Morphological heterogeneity of esophageal carcinoma.

Abstract

To clarify the morphological heterogeneity of esophageal carcinoma, the adenocarcinomatous, basaloid, and sarcoma-like components of 178 esophageal carcinomas were studied with regard to histopathology, mucin histochemistry, immunohistochemistry, and ultrastructure. Adenocarcinomatous components with mucicarminophilic cells and/or glandular structures, basaloid components, and sarcoma-like components were found in 55 lesions (30.9%), 17 lesions (9.3%), and five lesions (2.8%) respectively.

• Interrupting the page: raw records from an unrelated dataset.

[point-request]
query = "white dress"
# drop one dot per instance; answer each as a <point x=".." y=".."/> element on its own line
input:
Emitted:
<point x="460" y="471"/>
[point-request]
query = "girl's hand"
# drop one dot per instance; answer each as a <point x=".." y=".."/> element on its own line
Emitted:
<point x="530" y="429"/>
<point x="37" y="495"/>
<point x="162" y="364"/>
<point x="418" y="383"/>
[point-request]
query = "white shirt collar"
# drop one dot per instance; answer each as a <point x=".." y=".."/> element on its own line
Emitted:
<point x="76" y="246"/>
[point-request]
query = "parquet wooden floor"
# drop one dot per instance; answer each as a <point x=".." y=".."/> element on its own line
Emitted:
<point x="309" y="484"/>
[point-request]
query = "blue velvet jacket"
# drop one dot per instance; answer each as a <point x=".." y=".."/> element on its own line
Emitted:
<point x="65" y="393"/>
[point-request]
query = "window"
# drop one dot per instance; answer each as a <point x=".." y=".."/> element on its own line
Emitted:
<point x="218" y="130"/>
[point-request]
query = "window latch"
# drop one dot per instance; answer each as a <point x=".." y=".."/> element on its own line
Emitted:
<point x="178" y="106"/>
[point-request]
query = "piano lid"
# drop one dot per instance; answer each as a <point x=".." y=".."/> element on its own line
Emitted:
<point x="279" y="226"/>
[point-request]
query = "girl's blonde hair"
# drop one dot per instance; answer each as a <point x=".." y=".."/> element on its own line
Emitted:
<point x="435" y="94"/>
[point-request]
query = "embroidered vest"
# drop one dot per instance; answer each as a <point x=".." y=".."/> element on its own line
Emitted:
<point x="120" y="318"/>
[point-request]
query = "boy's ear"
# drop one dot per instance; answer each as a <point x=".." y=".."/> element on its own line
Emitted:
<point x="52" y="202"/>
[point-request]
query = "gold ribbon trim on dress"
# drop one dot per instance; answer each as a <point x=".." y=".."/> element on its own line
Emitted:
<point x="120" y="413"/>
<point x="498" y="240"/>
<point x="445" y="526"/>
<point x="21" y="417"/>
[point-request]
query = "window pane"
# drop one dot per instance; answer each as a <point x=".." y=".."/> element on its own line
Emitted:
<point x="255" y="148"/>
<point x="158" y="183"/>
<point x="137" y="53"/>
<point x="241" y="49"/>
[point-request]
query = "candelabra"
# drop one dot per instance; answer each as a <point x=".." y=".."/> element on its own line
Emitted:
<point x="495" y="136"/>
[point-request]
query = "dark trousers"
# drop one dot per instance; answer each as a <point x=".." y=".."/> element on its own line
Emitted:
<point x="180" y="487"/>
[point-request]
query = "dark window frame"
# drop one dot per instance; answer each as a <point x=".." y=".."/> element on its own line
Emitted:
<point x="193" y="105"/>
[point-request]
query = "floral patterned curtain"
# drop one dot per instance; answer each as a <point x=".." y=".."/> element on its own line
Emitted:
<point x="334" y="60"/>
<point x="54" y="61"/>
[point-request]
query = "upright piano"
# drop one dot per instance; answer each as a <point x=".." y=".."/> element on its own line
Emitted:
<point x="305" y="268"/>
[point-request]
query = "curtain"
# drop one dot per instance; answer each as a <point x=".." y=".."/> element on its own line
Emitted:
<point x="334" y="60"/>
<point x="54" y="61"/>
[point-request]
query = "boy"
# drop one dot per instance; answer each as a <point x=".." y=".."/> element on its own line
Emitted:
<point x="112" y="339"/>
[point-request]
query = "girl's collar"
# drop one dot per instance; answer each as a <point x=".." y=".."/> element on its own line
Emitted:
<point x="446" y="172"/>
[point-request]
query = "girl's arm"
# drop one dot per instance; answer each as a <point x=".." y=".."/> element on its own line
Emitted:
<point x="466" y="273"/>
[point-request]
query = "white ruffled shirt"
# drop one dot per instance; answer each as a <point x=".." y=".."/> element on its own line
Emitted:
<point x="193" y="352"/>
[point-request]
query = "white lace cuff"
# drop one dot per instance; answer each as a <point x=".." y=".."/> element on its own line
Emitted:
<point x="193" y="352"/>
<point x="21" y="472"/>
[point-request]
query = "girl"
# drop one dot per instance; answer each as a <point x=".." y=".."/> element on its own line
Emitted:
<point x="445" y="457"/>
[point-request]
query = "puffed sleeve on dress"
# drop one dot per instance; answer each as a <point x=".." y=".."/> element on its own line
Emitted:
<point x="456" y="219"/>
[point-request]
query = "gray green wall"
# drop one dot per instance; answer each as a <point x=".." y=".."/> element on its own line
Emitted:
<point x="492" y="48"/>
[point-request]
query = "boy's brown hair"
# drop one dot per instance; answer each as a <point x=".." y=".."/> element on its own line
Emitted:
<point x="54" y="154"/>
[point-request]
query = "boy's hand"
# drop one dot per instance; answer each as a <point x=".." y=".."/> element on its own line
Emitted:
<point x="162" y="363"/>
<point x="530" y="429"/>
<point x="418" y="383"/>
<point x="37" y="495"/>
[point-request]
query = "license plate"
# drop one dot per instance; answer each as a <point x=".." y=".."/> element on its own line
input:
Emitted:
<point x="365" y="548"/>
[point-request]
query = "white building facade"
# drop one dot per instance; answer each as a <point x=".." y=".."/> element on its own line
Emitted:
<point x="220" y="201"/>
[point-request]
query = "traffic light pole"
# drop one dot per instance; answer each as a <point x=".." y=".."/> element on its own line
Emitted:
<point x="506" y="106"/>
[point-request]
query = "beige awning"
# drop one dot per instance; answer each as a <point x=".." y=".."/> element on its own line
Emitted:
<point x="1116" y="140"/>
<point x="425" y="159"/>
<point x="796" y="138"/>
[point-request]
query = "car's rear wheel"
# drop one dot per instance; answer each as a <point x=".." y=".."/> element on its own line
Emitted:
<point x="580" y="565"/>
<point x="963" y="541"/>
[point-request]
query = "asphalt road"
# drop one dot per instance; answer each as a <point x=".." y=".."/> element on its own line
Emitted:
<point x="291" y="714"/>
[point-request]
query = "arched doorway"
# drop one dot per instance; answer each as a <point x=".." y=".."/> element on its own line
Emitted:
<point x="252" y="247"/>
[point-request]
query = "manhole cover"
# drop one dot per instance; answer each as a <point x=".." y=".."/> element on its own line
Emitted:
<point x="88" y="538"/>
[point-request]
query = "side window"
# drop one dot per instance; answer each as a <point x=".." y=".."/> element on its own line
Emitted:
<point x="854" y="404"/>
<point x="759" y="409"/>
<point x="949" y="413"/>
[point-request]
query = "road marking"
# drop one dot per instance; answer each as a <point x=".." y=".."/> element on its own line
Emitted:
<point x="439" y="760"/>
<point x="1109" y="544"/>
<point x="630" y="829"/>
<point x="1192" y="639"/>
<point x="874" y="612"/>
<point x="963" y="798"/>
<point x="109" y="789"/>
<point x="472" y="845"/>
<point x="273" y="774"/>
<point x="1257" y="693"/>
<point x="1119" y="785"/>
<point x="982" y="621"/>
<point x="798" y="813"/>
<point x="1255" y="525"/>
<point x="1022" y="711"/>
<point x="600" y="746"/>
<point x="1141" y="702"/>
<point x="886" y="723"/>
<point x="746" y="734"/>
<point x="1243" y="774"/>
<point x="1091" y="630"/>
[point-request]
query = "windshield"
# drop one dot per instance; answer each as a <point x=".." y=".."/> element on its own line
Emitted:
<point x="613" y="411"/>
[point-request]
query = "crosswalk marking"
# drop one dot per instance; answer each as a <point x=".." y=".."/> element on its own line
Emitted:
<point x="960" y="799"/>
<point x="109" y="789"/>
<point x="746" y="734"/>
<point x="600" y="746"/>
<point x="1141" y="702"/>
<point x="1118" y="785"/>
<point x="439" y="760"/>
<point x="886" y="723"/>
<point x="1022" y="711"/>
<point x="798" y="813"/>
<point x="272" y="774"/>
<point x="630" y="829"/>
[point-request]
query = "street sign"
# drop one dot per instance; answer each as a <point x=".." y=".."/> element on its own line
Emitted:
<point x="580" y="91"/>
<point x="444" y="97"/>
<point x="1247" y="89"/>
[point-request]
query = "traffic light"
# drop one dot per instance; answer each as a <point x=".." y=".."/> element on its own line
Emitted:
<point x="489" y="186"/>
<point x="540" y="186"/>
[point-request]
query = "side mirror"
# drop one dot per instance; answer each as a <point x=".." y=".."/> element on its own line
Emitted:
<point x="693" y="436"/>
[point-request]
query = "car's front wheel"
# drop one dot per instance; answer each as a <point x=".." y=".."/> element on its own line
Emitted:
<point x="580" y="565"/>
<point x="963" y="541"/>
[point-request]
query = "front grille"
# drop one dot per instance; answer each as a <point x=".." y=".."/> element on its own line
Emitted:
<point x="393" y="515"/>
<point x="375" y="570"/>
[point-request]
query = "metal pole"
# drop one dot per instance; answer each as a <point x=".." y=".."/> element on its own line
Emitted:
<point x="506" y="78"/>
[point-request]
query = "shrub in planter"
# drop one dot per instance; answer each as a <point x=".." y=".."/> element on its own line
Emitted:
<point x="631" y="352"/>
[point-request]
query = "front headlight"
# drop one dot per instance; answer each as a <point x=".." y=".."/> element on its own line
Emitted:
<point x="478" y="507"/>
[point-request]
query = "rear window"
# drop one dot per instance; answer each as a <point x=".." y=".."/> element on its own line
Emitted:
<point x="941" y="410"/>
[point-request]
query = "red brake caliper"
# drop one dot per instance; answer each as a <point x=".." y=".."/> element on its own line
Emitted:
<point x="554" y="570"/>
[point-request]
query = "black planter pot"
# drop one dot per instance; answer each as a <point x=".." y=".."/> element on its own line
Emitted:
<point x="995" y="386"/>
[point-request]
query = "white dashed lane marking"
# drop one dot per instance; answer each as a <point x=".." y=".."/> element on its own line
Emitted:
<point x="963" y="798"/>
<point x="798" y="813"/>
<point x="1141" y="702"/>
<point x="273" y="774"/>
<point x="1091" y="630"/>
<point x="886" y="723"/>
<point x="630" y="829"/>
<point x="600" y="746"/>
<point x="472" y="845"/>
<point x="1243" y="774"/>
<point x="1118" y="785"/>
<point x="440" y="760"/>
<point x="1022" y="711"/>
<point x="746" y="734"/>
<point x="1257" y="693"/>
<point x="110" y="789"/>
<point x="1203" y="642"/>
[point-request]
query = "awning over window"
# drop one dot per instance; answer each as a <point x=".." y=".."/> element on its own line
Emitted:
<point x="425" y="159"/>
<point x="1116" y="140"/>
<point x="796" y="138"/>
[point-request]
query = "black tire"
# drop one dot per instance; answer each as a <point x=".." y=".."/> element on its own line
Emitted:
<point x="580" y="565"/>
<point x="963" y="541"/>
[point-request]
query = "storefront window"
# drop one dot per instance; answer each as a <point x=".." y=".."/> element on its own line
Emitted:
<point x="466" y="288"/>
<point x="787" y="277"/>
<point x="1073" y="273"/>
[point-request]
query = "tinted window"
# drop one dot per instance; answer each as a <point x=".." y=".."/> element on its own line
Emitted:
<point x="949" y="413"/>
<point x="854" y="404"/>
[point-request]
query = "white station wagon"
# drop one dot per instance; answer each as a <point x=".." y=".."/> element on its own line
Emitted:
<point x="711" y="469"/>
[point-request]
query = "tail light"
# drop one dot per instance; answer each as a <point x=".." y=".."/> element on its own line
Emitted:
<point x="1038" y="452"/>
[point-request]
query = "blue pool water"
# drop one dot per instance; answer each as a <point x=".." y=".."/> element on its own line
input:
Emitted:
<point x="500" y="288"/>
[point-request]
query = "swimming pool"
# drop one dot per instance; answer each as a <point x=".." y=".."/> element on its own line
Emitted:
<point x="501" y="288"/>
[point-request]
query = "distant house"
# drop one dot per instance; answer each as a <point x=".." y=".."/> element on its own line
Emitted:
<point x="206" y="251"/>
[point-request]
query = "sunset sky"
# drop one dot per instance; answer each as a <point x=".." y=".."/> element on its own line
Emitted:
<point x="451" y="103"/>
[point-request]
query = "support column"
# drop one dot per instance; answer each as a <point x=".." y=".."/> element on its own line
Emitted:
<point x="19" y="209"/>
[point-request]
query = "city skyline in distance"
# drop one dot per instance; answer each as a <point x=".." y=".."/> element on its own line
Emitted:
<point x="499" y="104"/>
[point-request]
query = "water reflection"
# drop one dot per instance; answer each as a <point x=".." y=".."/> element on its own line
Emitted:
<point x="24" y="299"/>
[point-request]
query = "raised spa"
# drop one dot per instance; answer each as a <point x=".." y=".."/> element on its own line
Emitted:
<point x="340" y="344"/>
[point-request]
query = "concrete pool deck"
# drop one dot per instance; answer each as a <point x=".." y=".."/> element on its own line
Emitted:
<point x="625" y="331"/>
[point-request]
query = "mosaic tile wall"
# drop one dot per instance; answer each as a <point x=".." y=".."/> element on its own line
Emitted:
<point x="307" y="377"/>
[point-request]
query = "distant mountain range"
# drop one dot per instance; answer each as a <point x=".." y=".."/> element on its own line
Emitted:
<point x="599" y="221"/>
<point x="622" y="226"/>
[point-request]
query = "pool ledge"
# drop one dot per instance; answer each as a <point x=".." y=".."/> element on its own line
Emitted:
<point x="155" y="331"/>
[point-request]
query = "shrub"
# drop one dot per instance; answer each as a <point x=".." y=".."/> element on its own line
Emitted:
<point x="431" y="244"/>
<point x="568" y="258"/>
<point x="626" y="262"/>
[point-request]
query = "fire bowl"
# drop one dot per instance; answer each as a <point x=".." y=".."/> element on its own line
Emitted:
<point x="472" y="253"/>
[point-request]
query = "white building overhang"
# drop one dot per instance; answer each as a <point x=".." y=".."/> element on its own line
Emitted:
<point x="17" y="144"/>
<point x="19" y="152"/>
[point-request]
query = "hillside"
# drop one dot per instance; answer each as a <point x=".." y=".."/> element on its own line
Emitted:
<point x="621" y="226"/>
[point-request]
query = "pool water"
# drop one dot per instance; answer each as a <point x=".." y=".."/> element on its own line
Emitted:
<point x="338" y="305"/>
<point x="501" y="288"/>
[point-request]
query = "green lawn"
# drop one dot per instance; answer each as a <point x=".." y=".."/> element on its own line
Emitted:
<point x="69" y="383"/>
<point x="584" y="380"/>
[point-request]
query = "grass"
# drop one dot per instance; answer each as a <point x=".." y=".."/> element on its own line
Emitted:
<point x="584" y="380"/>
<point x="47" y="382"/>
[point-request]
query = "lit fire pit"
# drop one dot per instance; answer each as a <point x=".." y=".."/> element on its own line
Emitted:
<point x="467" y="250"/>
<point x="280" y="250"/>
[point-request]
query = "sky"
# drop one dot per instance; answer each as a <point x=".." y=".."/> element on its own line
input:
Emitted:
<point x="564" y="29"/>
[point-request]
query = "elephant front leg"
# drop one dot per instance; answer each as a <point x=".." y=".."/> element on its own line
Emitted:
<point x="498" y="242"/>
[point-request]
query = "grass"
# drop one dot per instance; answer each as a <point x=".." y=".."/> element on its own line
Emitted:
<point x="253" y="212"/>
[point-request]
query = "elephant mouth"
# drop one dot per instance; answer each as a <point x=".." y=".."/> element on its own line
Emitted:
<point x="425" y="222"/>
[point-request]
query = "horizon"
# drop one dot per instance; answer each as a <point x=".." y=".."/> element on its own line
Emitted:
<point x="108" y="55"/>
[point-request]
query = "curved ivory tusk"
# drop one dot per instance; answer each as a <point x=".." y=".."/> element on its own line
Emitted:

Carcinoembryonic antigen staining was positive in 52 lesions (29.2%), secretory component staining was positive in 15 (8.4%), and lactoferrin staining was positive in 12 (6.7%). Eight intraepithelial carcinomas were found to have no adenocarcinomatous components, and two intramucosal carcinomas had adenocarcinomatous components in the invasive portions. These findings strongly suggest that the adenocarcinomatous components do not arise from the ductal epithelium, but occur during the process of invasion. There were no significant clinicopathological differences between the carcinomas with adenocarcinomatous components and those without. Ultrastructurally, the adenocarcinomatous components were seen to possess intracellular microcysts, intercellular lumina, and bundles of tonofilaments, having features of both glandular and squamous epithelia. On the basis of the concept that the basaloid components are histological variants of squamous cell carcinoma and that sarcoma-like components arise from mesenchymal metaplasia of squamous cell carcinoma, it is possible that the three components may originate from the squamous component. The present study thus demonstrated a high incidence of histological variation among esophageal carcinomas.